Lethe rohria

Lethe rohria
Common Treebrown
Scientific classification
Kingdom: Animalia
Phylum: Arthropoda
Class: Insecta
Order: Lepidoptera
Family: Nymphalidae
Genus: Lethe
Species: L. rohria
Binomial name
Lethe rohria
(Fabricius, 1787)

The Common Treebrown Lethe rohria is a species of Satyrine butterfly found in Asia.

Description

Males and females: Upperside vandyke-brown, slightly darker, especially in the female, towards apex of fore wing.

Male. Fore wing: a costal and two preapical spots white. Hind wing: the ocelli of the underside showing through, sometimes forming two or three obscure black spots ; two slender subterminal black lines. Underside paler, shaded with dark brown. Pore wing: narrow subbasal and outer cellular transverse sinuous white lines ; an irregular broad discal and a narrower postdiscal band white, forming a V, the latter bearing a series of four blind, dusky-black, fulvous-ringed ocelli; the two preapical white spots as on the upperside. distinct slender subterminal whitish and broader terminal ochraceous lines. Hind wing: a subbasal transverse sinuous white line; a postdiscal arched series of six black ocelli, their centres disintegrated, their inner ring ochraceous, outer brown, and the whole series bordered inwardly and outwardly by lilacine white lines; finally a slender white subterminal and a broader ochraceous terminal line as on the fore wing.
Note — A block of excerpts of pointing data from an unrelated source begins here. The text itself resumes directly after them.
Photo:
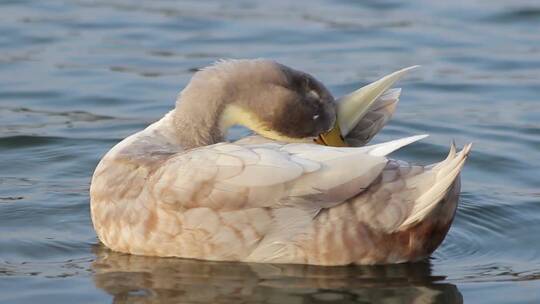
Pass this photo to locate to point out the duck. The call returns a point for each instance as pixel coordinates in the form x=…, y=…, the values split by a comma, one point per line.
x=305, y=188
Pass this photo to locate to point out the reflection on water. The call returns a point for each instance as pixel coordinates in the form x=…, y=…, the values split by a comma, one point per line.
x=133, y=279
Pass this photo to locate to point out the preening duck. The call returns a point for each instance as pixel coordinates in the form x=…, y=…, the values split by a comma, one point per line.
x=304, y=189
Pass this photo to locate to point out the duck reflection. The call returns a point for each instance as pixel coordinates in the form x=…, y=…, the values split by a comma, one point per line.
x=140, y=279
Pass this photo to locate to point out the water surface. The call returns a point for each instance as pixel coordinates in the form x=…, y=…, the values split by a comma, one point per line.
x=78, y=76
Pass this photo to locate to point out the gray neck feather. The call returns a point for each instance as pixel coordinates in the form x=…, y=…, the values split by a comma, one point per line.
x=200, y=105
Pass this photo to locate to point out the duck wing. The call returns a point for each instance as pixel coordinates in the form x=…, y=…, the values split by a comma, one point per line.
x=230, y=176
x=375, y=119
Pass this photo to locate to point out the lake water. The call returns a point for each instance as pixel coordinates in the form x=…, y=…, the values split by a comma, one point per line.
x=78, y=76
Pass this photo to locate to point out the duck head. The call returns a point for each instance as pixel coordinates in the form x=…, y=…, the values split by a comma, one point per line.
x=271, y=99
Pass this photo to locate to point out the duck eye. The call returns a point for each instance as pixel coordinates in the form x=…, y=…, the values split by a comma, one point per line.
x=313, y=94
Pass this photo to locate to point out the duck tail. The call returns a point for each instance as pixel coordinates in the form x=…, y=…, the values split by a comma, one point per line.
x=444, y=174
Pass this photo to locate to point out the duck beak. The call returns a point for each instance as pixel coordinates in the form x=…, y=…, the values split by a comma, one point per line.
x=351, y=108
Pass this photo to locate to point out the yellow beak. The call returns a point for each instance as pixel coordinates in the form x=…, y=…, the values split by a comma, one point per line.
x=351, y=108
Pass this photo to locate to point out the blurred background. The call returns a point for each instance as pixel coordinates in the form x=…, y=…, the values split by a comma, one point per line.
x=78, y=76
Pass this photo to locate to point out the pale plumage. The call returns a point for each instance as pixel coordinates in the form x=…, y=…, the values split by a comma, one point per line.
x=259, y=200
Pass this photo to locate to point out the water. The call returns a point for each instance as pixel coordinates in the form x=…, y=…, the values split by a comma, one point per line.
x=78, y=76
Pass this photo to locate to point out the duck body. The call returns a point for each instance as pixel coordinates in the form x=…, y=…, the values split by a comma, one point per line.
x=274, y=201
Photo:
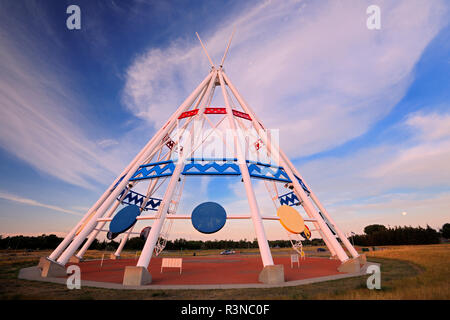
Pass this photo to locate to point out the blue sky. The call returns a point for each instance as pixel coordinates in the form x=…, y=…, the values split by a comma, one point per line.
x=364, y=114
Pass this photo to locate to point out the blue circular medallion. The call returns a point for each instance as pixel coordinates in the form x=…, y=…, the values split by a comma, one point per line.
x=208, y=217
x=144, y=233
x=124, y=219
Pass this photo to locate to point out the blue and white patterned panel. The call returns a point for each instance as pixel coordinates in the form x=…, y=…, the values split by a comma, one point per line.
x=267, y=171
x=289, y=199
x=154, y=170
x=134, y=198
x=211, y=167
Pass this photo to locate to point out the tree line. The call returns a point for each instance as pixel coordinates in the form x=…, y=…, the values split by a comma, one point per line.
x=374, y=235
x=379, y=235
x=45, y=242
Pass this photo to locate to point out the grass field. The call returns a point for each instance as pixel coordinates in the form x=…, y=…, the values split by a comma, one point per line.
x=407, y=272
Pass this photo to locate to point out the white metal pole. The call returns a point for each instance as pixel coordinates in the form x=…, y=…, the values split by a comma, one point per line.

Female Upperside differs in having a broad, oblique, white, discal band on the fore wing and a spot below its posterior end in interspace 1, the inner border of the band bi-emarginate, the outer irregularly sinuous.. Underside as in the male, but the markings more pronounced, the white discal band on fore wing very prominent. Antennae, head, thorax and abdomen brown; antennae preapically black, at apex ochraceous.[1]

The Himalayas from India (Uttaranchal, Sikhim and Bhutan; Assam; Burma; Tenasserim; extending to China.

Race nilgiriensis, Guerin. Male. Differs only from the male of the typical form in having on the upperside of the fore wing an additional white spot placed terminally in interspace 2; the female differs from the female of the typical form in having on the upperside of the fore wing the discal white band divided into three distinct well-separated white spots, and on the underside in the same band being distinctly narrower.

Central and Southern India; recorded on the western side as far north as Mount Abu; Ceylon.

Larva

"Fusiform, elongated; head conical, the vertex being prolonged to an acute point projecting forward and anal segment also prolonged to a point projecting backwards. Colour green, with darker dorsal and lateral stripes and a slight ochreous subdorsal stripe" (Moore.) "Feeds on grasses" (Green).